Joint 55th Annual North-Central / 55th Annual South-Central Section Meeting - 2021

Paper No. 3-4
Presentation Time: 2:00 PM

ASSESSING FAULT SLIP TENDENCY IN AREAS OF KANSAS AND OKLAHOMA UNDERGOING SIGNIFICANT DEEP FLUID INJECTION: APPLICATIONS OF A NEW TOOL, PYFAULTSLIP


POLUN, Sean and BIDGOLI, Tandis, Department of Geological Sciences, University of Missouri, 101 Geology Building, Columbia, MO 65211

A significant obstacle that operators, stakeholders, and regulators face with safe injection of fluids for enhanced oil recovery, wastewater disposal, or CO2 storage is quantifying the risk of induced slip / seismicity. While there are several existing software packages to assess ‘slip tendency’, they do not fully meet our needs for assessing slip tendency in specific use-cases, and are not open source, so there is no ability to extend those software packages as a member of the scientific community. We have developed pyFaultSlip, an open-source package written in python that can perform a 2D (e.g. lineaments or mapped fault traces) or 3D (mapped fault planes from 3D seismic) slip tendency analysis. Slip occurs during fluid injection when the effective normal stress on a fault is sufficiently reduced, causing the the ratio of shear stress to effective normal stress to exceed the coefficient of friction for that fault. We use a 3D stress representation imposed onto a planar fault geometry. Uncertainty in input / assumed parameters is propagated using a monte carlo approach and results are represented using the fluid pressure that correlates to a selected probabilistic cutoff.

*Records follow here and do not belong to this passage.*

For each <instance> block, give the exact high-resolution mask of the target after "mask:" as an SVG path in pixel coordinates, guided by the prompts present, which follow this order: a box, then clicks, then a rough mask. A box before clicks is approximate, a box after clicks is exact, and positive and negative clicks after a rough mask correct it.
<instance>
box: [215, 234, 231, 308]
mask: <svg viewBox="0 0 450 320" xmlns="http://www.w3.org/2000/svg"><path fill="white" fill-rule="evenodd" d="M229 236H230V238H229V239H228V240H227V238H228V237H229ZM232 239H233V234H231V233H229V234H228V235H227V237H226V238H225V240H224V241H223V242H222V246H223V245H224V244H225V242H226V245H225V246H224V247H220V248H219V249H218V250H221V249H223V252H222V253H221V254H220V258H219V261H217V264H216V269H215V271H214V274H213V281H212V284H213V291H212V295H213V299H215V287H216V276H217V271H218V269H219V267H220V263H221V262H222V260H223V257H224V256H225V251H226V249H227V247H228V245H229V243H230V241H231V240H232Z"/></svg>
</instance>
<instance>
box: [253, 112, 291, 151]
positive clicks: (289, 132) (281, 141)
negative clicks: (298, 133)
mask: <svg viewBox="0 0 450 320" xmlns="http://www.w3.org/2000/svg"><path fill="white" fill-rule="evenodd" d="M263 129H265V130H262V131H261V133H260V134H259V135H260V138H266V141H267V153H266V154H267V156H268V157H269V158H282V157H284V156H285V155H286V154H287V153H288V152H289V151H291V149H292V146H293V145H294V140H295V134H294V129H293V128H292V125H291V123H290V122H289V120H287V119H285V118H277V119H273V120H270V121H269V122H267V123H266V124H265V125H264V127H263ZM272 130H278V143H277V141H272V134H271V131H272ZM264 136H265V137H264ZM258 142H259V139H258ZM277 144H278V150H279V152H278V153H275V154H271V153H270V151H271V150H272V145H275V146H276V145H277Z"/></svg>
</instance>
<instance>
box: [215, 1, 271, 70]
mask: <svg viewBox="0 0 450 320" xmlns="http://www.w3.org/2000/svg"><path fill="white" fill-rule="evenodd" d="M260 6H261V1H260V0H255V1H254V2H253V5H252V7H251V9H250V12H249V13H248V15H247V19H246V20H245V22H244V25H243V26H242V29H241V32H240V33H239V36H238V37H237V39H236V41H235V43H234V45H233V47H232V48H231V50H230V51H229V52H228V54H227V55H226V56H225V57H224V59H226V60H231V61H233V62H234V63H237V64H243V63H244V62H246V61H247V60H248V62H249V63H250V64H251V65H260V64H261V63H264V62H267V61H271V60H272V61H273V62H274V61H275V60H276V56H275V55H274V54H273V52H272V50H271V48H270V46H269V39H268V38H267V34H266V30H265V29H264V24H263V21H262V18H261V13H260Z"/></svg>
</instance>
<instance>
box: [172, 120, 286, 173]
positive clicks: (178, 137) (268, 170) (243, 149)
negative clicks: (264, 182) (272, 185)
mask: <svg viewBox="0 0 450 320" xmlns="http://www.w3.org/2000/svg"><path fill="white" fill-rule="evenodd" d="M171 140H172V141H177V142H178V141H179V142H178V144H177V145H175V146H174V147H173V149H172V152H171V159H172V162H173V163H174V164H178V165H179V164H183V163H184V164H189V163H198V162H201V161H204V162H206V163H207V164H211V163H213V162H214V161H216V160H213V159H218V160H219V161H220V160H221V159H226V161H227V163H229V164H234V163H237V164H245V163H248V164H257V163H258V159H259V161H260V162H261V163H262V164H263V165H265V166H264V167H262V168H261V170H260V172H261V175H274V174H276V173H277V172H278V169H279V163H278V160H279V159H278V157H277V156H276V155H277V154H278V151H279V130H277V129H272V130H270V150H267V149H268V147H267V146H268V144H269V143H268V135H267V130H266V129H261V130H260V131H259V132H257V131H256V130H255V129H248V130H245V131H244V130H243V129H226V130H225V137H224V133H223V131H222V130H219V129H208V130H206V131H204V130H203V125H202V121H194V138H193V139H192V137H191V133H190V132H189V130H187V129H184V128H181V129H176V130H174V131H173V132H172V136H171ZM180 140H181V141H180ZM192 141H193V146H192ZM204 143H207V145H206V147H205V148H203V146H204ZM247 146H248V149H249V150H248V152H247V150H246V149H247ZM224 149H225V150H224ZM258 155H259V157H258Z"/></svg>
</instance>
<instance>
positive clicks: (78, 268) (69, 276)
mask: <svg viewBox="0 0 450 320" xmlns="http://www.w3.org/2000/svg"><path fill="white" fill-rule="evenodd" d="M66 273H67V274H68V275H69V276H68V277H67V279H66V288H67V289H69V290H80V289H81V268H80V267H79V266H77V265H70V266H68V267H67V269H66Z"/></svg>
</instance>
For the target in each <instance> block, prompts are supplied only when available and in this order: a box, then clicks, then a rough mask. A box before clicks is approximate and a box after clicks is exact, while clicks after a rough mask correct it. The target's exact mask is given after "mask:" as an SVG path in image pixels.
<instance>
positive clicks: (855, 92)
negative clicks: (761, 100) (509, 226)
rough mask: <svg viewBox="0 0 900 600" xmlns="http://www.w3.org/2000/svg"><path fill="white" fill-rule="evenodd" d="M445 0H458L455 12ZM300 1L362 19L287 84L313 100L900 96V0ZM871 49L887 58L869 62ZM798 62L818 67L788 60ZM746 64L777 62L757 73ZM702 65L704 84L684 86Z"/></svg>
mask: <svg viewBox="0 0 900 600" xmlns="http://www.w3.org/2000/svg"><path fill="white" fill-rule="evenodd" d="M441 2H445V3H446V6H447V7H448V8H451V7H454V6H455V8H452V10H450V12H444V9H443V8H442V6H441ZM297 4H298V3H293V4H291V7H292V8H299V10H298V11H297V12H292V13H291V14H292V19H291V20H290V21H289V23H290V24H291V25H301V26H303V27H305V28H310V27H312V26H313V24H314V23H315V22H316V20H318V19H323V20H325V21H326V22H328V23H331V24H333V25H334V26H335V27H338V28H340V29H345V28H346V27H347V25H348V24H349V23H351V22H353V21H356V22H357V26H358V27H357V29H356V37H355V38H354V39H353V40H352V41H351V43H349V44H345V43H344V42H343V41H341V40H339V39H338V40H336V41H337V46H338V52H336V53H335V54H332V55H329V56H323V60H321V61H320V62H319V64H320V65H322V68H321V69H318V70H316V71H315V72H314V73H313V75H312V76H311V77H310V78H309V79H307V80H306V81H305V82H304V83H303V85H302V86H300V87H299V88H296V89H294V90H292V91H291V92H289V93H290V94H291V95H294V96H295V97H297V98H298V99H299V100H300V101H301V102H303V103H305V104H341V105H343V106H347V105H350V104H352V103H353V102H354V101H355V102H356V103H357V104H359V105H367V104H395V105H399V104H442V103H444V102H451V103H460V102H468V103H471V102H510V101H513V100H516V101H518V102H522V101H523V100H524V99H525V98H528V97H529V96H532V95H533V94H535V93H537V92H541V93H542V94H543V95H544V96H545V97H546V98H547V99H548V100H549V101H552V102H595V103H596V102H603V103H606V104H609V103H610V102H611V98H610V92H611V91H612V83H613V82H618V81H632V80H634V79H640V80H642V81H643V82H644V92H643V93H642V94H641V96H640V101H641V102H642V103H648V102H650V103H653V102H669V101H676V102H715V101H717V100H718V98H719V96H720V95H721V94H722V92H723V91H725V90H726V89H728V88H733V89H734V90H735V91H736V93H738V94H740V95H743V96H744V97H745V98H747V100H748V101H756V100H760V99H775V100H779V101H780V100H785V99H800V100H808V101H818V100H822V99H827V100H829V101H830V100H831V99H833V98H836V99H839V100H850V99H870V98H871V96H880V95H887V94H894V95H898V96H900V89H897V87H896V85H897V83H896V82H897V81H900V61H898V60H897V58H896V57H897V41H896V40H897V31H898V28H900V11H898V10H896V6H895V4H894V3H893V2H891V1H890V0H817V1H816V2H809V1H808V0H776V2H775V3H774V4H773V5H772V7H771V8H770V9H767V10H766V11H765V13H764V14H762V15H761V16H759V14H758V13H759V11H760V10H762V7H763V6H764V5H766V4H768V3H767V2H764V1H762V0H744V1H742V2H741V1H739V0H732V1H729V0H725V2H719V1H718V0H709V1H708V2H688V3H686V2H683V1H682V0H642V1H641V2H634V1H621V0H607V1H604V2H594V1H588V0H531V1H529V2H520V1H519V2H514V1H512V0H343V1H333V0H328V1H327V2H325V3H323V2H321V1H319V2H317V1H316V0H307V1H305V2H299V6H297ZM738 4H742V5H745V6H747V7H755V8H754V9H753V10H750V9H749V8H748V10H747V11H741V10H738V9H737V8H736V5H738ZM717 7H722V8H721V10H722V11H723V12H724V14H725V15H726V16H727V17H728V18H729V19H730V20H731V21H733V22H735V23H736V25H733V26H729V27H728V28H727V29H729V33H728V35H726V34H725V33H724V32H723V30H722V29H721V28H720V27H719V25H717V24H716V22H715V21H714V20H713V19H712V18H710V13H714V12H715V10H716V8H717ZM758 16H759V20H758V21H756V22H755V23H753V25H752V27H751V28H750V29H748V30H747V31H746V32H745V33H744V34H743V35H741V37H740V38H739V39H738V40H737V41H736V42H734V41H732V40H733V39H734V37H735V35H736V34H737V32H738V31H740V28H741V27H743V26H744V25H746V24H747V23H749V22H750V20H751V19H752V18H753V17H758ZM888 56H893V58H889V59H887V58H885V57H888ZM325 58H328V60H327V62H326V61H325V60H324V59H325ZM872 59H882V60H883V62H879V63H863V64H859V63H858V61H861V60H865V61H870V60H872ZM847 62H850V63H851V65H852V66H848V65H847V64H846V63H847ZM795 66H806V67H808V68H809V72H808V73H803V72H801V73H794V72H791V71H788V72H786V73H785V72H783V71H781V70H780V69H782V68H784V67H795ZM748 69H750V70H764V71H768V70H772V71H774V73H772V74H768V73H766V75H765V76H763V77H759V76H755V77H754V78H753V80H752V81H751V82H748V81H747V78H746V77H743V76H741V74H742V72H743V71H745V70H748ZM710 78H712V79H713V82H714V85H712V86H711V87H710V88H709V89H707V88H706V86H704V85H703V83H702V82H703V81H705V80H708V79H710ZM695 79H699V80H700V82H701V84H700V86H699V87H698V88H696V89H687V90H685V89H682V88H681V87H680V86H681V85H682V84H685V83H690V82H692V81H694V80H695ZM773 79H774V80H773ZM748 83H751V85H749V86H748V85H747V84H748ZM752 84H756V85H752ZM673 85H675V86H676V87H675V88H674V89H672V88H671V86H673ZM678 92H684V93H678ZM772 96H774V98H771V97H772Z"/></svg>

To compare pyFaultSlip with other fault slip software, we performed an analysis on published and newly mapped 2D subsurface faults in Oklahoma and Kansas. Stress parameters were used from a combination of previously published data and new analysis of well data. These datasets also help ‘stress-test’ pyFaultSlip for analyzing large datasets containing 100s – 1000s of detailed faults. We will show these results and compare them with previously published results using different tools. We hope this tool will provide a starting framework for future open source and community-based contributions to aid in the safe implementation of deep fluid injection.